Mission Accomplished
Yesterday at the press conference, President Bush told a cheap, casual lie when he denied that "his people" were responsible for the notorious "Mission Accomplished" banner on the USS Abraham Lincoln. This is the kind of thing that the mother hens of the press, goaded on by RNC talking points, skewered Al Gore about in the 2000 campaign, though most of Gore's "fabrications" turned out to be nothing of the sort. Bush will probably get a free pass because there are bigger and more important lies that need to be sorted out, and this matter of passing the buck for what has become an increasingly embarassing incident on to our men and women in uniform is simply tasteless, not criminal.
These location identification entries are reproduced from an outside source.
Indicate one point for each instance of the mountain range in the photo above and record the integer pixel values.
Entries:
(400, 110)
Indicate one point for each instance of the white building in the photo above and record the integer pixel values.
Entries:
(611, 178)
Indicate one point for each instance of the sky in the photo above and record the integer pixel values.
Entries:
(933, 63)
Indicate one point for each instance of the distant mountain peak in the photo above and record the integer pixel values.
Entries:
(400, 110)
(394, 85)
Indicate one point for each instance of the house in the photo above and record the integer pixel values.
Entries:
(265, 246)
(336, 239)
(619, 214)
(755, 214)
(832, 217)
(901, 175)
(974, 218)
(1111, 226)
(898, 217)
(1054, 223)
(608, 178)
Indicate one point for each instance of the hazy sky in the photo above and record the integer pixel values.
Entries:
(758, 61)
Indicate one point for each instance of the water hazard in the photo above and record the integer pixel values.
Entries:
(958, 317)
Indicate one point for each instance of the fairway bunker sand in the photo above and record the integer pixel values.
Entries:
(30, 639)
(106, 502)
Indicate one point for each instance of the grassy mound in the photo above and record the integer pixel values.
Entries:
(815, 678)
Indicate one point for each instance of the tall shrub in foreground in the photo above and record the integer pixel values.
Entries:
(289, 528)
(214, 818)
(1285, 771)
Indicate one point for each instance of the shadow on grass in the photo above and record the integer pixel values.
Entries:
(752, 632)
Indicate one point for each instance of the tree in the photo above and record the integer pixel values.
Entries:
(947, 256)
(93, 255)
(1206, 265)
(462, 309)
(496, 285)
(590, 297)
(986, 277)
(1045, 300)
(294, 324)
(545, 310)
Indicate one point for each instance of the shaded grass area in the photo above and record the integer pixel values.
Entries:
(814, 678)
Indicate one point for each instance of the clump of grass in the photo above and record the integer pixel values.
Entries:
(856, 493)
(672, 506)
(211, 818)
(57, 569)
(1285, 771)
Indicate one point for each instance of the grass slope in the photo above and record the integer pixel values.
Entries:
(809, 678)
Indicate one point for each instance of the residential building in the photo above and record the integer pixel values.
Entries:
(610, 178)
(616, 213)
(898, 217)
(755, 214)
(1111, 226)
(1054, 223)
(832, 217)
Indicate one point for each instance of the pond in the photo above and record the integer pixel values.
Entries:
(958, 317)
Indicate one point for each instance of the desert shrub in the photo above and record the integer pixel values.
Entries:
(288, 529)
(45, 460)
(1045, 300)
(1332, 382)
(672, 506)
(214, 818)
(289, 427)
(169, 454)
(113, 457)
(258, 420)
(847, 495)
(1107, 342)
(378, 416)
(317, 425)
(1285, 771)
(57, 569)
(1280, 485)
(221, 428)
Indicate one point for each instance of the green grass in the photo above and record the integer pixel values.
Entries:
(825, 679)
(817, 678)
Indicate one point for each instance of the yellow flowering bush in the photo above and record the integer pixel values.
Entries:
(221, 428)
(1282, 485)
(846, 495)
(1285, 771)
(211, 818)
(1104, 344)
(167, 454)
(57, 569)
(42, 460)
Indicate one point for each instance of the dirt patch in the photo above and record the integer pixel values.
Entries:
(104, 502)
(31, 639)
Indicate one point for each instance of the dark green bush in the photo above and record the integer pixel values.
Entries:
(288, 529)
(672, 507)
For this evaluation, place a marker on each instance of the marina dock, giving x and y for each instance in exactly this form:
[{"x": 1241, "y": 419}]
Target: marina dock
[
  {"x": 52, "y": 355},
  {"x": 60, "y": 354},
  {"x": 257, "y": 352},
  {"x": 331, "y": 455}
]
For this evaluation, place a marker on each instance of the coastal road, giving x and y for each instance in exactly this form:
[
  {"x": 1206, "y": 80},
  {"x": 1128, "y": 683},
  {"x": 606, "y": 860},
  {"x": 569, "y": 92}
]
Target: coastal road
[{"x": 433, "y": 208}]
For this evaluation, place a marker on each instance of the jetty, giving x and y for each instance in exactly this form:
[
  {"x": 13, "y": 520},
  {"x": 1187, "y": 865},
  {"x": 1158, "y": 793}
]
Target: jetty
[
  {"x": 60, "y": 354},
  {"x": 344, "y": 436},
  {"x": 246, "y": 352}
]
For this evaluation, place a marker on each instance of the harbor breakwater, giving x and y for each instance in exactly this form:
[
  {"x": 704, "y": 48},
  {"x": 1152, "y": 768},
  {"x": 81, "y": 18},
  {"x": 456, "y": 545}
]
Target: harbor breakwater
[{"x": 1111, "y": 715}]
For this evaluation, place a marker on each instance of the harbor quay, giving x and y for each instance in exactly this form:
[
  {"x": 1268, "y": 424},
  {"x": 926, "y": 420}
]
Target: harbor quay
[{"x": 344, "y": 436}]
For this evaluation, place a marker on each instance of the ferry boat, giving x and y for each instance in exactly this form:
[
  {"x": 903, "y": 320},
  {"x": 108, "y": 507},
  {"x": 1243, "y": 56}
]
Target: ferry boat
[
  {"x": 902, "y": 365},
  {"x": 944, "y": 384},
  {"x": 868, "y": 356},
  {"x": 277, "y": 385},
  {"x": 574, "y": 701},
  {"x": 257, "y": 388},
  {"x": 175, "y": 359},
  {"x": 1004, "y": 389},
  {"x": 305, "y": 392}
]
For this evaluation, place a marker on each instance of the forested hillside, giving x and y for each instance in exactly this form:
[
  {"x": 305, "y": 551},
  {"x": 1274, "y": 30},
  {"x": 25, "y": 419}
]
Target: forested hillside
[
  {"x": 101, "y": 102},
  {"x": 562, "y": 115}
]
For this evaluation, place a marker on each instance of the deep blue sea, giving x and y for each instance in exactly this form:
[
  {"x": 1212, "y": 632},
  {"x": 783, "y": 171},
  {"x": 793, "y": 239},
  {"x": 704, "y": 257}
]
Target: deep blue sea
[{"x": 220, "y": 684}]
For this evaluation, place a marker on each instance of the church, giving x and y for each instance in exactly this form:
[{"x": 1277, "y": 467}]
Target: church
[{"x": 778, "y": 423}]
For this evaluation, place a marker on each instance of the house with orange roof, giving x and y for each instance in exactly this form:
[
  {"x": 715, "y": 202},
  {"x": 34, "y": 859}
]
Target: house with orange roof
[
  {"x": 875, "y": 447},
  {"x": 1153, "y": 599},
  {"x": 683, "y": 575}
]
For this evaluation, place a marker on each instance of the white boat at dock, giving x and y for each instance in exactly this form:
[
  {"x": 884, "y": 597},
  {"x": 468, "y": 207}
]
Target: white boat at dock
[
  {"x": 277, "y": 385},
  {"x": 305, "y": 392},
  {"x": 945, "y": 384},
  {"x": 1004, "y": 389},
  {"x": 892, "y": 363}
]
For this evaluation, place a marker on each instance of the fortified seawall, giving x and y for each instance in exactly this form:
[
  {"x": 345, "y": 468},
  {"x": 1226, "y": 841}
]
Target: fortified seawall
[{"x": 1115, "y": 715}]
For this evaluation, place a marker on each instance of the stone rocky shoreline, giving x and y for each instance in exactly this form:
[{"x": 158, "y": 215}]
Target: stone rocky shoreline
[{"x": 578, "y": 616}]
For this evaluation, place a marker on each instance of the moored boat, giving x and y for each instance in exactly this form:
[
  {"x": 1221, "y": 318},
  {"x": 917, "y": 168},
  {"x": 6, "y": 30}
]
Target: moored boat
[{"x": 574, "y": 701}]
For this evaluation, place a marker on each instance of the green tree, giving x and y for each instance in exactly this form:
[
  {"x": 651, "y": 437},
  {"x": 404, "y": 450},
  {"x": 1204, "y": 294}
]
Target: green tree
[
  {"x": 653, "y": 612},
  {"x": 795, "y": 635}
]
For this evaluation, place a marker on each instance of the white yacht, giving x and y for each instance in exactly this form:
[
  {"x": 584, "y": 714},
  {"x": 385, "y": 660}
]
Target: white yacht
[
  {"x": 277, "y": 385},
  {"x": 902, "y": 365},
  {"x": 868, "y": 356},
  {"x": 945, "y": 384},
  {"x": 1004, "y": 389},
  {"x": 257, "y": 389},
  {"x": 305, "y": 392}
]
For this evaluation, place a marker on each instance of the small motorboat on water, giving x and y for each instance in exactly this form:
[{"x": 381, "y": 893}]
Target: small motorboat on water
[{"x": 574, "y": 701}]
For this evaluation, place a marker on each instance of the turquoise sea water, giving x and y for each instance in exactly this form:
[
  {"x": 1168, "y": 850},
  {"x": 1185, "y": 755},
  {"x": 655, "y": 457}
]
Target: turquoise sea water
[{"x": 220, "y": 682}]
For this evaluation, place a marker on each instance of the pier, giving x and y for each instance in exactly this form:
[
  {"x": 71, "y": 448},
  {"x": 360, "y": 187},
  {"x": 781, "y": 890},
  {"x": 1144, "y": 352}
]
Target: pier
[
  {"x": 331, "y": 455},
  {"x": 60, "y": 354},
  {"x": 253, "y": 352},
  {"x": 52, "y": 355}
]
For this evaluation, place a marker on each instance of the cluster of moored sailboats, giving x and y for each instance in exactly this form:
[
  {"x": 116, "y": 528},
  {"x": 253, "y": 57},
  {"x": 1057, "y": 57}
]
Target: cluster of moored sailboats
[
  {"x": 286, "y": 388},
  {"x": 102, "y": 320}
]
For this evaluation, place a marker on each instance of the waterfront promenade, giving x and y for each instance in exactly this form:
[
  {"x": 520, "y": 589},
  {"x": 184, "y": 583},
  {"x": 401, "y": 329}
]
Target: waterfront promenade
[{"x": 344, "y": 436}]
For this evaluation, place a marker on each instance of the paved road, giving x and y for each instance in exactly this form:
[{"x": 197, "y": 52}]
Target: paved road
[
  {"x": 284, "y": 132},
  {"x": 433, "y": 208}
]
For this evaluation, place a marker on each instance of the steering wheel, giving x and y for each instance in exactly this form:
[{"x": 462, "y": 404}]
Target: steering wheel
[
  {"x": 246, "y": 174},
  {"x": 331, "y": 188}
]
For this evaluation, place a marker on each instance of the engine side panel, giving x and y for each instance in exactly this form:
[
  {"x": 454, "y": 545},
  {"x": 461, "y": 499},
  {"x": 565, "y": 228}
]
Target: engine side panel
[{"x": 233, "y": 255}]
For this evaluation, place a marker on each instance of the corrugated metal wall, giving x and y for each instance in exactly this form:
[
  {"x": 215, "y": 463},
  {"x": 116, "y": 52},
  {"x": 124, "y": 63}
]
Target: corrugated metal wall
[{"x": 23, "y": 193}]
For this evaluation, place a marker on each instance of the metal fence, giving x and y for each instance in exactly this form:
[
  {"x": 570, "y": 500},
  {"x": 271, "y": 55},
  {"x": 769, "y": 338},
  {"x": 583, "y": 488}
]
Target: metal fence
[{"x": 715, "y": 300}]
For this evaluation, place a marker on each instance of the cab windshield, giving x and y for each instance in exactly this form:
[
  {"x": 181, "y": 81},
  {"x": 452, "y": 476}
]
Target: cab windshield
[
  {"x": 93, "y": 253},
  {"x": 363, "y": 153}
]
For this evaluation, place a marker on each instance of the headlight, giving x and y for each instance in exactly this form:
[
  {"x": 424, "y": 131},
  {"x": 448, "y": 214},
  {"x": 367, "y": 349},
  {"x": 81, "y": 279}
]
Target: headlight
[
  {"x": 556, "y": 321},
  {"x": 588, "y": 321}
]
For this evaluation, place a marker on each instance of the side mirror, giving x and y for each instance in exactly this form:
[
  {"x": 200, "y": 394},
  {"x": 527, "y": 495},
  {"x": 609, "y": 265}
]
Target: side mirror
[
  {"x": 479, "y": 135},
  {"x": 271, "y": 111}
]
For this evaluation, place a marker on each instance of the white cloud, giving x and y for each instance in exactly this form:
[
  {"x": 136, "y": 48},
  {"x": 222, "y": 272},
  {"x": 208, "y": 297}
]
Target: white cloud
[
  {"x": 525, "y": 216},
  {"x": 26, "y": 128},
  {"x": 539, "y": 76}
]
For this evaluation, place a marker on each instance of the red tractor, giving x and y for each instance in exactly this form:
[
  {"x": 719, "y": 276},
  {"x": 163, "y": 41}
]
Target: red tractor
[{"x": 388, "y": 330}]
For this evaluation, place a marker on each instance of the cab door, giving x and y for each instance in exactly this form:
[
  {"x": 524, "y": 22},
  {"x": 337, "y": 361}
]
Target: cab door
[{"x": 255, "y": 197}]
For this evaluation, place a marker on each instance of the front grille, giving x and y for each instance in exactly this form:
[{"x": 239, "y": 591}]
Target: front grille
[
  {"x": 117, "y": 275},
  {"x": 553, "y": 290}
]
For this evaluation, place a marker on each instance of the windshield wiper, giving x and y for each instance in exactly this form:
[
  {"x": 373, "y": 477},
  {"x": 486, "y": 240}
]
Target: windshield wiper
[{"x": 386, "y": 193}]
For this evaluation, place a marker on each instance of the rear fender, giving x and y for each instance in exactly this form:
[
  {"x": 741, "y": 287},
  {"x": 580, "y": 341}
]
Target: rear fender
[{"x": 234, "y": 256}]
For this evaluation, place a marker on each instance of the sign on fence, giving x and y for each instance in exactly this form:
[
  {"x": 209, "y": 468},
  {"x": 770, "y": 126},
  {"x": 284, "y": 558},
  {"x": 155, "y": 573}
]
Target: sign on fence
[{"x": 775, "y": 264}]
However, the always-ascerbic Steve Gilliard offers another interpretation. Since it's hard to link to individual items on Steve's page, let me quote the relevant graph:
But why lie? Because he's a dry drunk and he lies about anything when pressed. His life is a series of lies. He cannot accept responsibility for anything. Any problem is someone else's fault. Never his. So instead of accepting that he did something which didn't work, he'll blame the innocent and expect them to remain silent. Which I seriously doubt will happen in this case. Lies are lies and with Bush, they keep mounting up. [emphasis added]
This is the kind of swipe that, pre-Clinton, would seem like a gratuitous personal attack. But since we had a President impeached due largely to perceived personal character issues, I think the country has a right to analyze Bush's particularly-rigid brand of macho responsibility denial in this way. It may end up explaining a lot.